After Upgrading to 11.2 from 11.1, Hosting Server GPService unreachable

1775
13
12-18-2023 09:50 AM
RzgAdm
by
New Contributor

Hi all,

Posting here as multiple ESRI agents have been stumped by this issue we're having in our environment. In mid-Nov we proceeded with an upgrade of our HA Enterprise environment from 11.1 to 11.2, and have since seen major functionality problems, specifically with our Hosting server. It seems to be having connectivity errors with our Portal machines. Due to this, Workflow Manager has become completely broken, and hosted services in Portal come up with repeated 405 errors when trying to load feature layers. Errors seen in the Portal logs include:

 - Failed to start the Offline Packaging service in the hosting server with URL 'https://*exampleservername.domain.com*:6443/arcgis/admin/services/Utilities/OfflinePackaging.GPServer'. {1} The server at 'https://*exampleservername.domain.com*:6443/arcgis/admin/services/Utilities/OfflinePackaging.GPServer/start' returned an error. Service failed to start 

^When checking the service status on the server, the service is already in the 'STARTED' state, and we have stopped and restarted it multiple times. Even loading the page through an admin token we are still able to perform these actions. 

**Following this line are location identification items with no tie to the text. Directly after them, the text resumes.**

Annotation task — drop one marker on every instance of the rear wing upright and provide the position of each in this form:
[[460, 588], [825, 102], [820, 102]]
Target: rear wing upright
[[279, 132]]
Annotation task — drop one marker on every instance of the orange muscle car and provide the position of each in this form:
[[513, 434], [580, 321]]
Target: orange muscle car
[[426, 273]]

- Using defaults for some properties of the self resource (ex: supportsSceneServices). The hosting server may not be reachable.

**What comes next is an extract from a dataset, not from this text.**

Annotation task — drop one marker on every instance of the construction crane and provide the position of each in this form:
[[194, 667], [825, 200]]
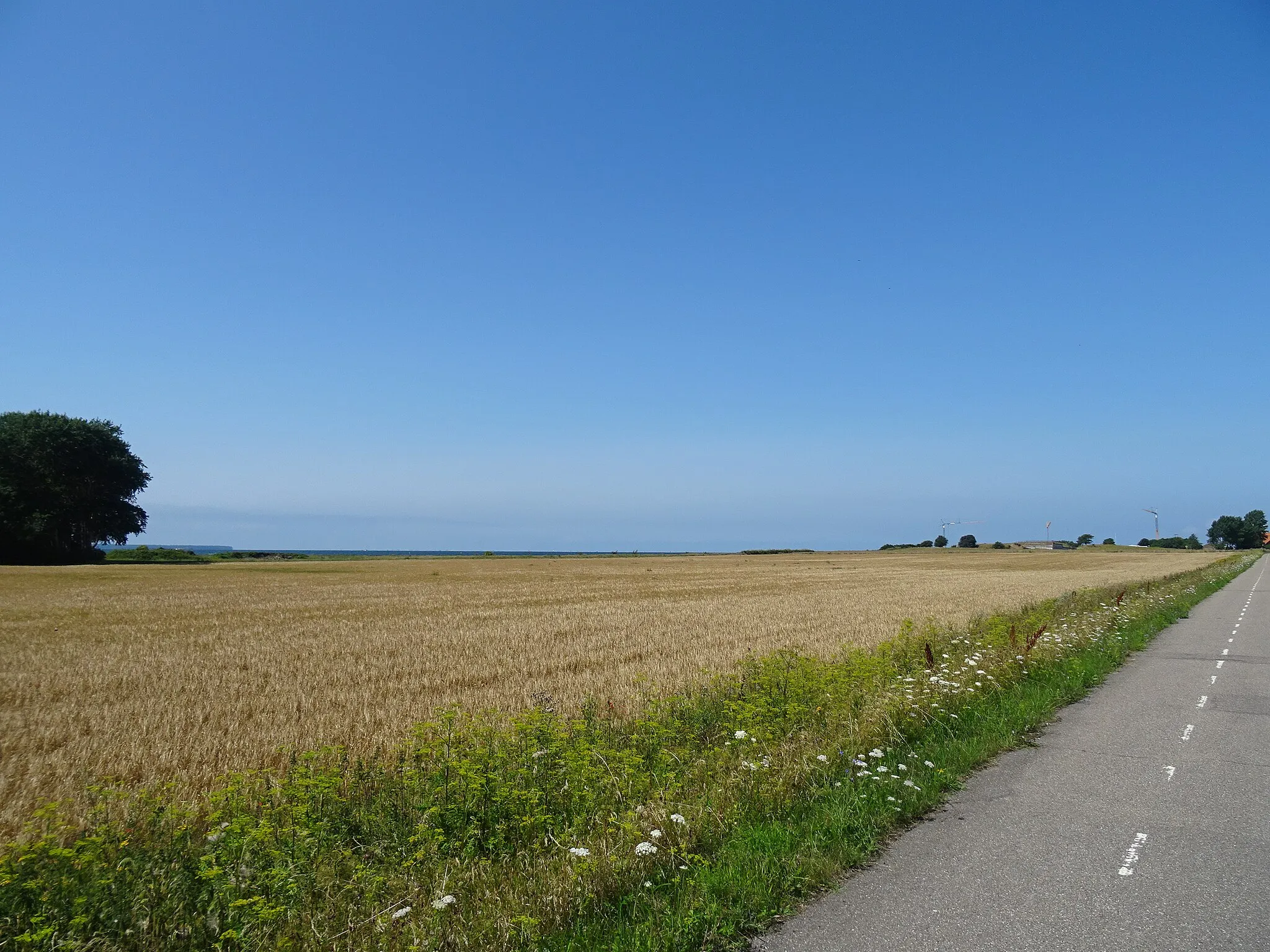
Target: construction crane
[[1157, 519]]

All necessary ports are open on the ArcGIS Server machine, which was perfectly functional before the upgrade to 11.2. In addition, the defective Portal patch in 11.1 was not installed on the Portal machines prior to the upgrade, so they shouldn't be an issue (hopefully) since we have multiple older federated server sites that have been running without any problems. It seems to be isolated to the hosting server site itself. Interestingly we stood up a brand new 11.2 ArcGIS server to add to the existing hosting server site in the hopes of removing the old server that wasn't working, only to be met with a "license does not match error". The new server site was licensed with the EXACT same 11.2 license files that were used to license the original server, so it seems like something may not be authorized properly on the backend of the old server. This is the only lead we've had so far as to a potential cause for this, since we've exhausted pretty much every other suggested troubleshooting step from ESRI. Thanks in advance

 

 

 

0 Kudos
13 Replies
CodyPatterson
Regular Contributor

Hey RizingAdmin,

I may not be as helpful as others, but I have done the same, upgrade from 11.1 to 11.2 and my Workflow Manager has also went down, but from what I've been told, something must have changed on my network and nothing was wrong on the configuration. I'm very interested in what you're experiencing with the Workflow Manager, maybe I could try help on that as well!

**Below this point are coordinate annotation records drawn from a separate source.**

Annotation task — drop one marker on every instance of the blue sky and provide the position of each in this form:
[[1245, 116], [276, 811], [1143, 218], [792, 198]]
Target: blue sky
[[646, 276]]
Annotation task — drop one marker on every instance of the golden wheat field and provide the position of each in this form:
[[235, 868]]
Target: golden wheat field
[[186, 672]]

With the GPService, I've had luck before, stopping the service, restarting the server, and then once up and going, restart the service in task manager if on windows, restarting the server once more, and then finally starting the service back up. I've had it not work as well, so I then attempted to reinstall the web adaptor and that resulted in it working which is really odd, but nothing really makes sense in Enterprise!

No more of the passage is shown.